Max-Min Multi-Cell Aware Precoding and Power Allocation for Downlink Massive MIMO Systems

TL;DR

This paper introduces a novel max-min multi-cell aware precoding and power allocation scheme for downlink massive MIMO systems, improving the minimum network rate by leveraging statistical CSI and random matrix theory.

Contribution

It proposes a new Max-Min MCA-RZF precoding scheme that accounts for channel estimation errors and pilot contamination, with deterministic equivalents derived for large systems.

Findings

Achieves higher minimum network rate compared to existing precoders.

Provides deterministic power allocation formulas based on statistical CSI.
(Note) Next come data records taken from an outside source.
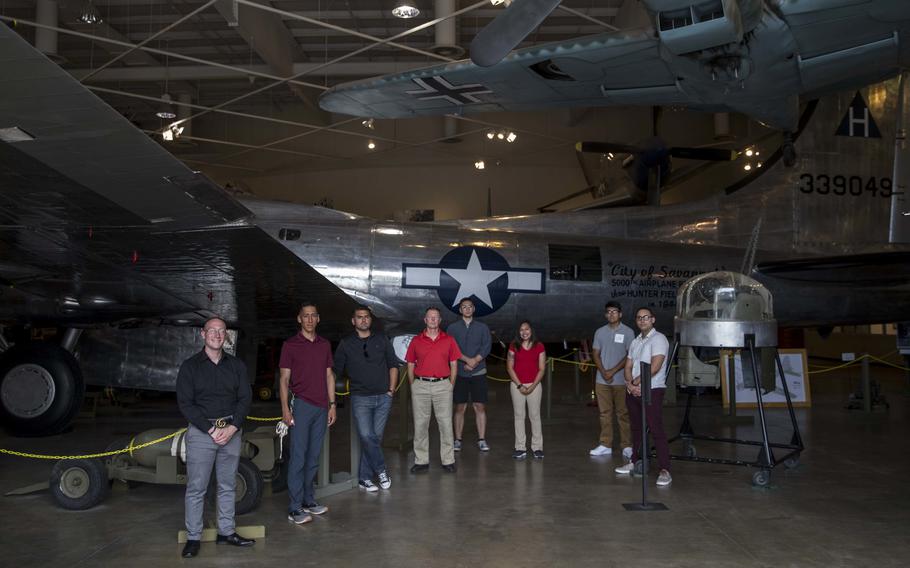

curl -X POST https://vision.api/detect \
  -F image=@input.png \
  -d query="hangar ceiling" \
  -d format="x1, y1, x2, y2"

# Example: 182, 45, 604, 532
0, 0, 656, 175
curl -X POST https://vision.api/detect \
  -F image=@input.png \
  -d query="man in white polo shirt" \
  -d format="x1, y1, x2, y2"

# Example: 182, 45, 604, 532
616, 308, 673, 487
588, 300, 635, 459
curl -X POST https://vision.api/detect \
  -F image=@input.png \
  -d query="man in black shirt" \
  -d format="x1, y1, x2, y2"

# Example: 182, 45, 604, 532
335, 306, 398, 493
177, 318, 256, 558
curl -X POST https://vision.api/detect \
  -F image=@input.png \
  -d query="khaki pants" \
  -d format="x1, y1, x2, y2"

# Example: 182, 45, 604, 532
509, 384, 543, 452
411, 379, 455, 465
594, 383, 632, 448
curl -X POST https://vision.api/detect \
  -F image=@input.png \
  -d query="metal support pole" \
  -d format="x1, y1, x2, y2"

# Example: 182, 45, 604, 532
860, 353, 872, 414
745, 335, 772, 468
572, 349, 581, 401
318, 418, 332, 487
774, 348, 803, 448
348, 404, 360, 481
622, 362, 667, 511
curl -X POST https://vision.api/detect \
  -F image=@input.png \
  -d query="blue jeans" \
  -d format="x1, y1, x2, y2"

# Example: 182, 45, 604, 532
288, 398, 329, 512
351, 394, 392, 480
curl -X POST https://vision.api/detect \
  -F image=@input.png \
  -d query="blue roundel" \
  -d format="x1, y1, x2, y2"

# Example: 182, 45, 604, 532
437, 246, 510, 317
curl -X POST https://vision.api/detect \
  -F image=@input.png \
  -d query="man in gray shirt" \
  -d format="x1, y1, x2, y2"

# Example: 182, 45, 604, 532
588, 301, 635, 458
334, 306, 398, 493
446, 298, 492, 452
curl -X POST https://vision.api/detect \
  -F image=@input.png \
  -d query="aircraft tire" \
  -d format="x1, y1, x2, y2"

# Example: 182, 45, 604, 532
0, 342, 85, 437
50, 459, 111, 511
234, 458, 264, 515
205, 458, 265, 515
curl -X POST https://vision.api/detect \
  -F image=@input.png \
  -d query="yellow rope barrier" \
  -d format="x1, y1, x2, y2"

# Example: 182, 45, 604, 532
0, 428, 186, 460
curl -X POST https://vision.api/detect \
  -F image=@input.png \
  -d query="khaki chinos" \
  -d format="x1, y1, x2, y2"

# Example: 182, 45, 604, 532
411, 378, 455, 465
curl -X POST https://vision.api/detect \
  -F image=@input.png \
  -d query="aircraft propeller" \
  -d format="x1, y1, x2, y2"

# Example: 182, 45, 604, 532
471, 0, 561, 67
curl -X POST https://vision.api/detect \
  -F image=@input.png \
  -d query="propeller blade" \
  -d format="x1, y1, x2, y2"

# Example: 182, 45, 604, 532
471, 0, 561, 67
670, 146, 737, 162
575, 142, 642, 154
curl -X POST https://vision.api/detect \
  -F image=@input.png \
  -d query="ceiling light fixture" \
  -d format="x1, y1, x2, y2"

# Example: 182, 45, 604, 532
161, 122, 183, 142
155, 93, 177, 120
78, 0, 104, 24
392, 0, 420, 19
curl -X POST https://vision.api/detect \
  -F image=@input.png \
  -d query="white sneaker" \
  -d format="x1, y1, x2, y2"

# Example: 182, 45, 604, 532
588, 444, 613, 456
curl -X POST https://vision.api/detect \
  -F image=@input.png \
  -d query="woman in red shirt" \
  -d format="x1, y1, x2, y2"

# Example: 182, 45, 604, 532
506, 320, 547, 460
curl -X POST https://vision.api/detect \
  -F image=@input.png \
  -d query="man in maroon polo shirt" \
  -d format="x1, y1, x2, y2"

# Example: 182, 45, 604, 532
278, 302, 335, 525
405, 308, 461, 473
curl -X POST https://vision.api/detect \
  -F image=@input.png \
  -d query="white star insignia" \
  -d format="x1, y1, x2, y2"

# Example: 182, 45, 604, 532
443, 251, 505, 308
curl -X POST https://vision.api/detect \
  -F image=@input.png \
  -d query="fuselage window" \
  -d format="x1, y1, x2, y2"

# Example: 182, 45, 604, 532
278, 229, 300, 241
549, 245, 603, 282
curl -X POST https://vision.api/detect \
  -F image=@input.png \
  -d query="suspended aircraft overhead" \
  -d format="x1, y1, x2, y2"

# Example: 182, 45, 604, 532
320, 0, 910, 131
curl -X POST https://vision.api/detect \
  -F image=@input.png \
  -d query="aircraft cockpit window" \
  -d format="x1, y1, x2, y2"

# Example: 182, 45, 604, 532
549, 245, 603, 282
278, 229, 300, 241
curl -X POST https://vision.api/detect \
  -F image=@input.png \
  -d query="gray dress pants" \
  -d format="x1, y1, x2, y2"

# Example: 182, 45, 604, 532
184, 424, 243, 540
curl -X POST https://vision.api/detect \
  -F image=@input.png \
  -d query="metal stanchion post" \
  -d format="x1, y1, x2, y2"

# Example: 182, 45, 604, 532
544, 361, 553, 420
622, 362, 667, 511
860, 353, 872, 414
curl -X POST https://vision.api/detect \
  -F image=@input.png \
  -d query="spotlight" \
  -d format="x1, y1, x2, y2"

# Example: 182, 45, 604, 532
77, 0, 104, 24
155, 93, 177, 120
161, 122, 183, 142
392, 0, 420, 19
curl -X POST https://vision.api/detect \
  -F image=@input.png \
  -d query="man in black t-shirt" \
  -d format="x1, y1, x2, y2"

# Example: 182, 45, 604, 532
177, 318, 256, 558
335, 306, 398, 493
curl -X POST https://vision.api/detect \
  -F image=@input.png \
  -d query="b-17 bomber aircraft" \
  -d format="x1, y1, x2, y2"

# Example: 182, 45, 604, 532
320, 0, 910, 161
0, 22, 910, 435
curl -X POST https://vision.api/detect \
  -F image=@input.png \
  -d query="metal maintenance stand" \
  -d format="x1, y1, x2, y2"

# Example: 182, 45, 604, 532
670, 272, 804, 487
622, 362, 668, 511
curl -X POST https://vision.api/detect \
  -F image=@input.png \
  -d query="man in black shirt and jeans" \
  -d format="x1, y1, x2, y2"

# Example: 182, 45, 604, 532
335, 306, 398, 493
177, 318, 256, 558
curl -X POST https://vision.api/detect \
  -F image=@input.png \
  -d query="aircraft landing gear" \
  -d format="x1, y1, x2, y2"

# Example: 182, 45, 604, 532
780, 132, 796, 168
0, 343, 85, 436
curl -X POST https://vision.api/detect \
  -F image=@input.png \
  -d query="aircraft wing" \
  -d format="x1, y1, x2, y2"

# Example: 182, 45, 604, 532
319, 30, 688, 118
0, 25, 353, 338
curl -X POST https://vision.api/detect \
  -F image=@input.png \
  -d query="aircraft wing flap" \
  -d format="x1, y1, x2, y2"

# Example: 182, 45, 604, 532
0, 25, 249, 229
319, 31, 683, 118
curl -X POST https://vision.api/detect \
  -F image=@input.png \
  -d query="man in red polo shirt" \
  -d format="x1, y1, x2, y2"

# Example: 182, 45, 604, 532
405, 308, 461, 473
278, 302, 335, 525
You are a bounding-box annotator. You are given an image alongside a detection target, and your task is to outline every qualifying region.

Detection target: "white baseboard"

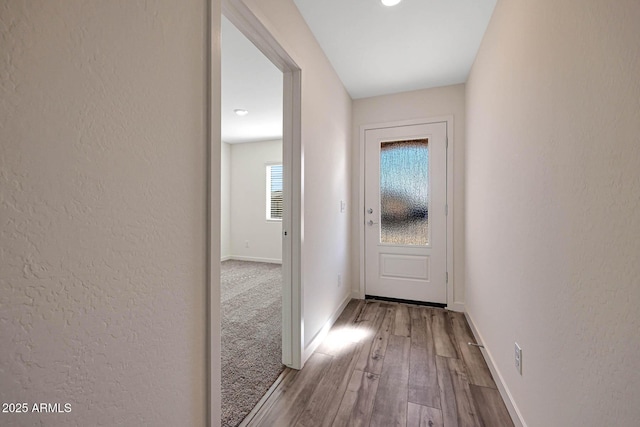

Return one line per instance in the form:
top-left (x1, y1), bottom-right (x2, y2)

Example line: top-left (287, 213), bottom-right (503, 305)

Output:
top-left (464, 312), bottom-right (527, 427)
top-left (227, 255), bottom-right (282, 264)
top-left (302, 294), bottom-right (351, 365)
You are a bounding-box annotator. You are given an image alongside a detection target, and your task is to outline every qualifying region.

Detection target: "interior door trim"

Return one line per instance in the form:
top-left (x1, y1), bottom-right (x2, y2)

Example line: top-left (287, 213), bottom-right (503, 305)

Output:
top-left (354, 115), bottom-right (460, 309)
Demonstrates significant performance improvements through numerical simulations.

Abstract

We propose a max-min multi-cell aware regularized zero-forcing (Max-Min MCA-RZF) precoding and power allocation scheme for downlink multi-cell massive multiple-input multiple-output (MIMO) systems. A general correlated channel model is considered, and the adopted channel state information (CSI) acquisition model includes the effects of estimation errors and pilot contamination. We use results from random matrix theory to derive deterministic equivalents for the proposed Max-Min power allocation in the large system limit which solely depend on statistical CSI, but not on individual channel realizations. Our numerical results show that the proposed Max-Min MCA-RZF precoder achieves a substantially higher network-wide minimum rate than the MCA-RZF and the conventional RZF precoders with uniform power allocation, respectively, as well as the conventional RZF precoder with Max-Min power allocation.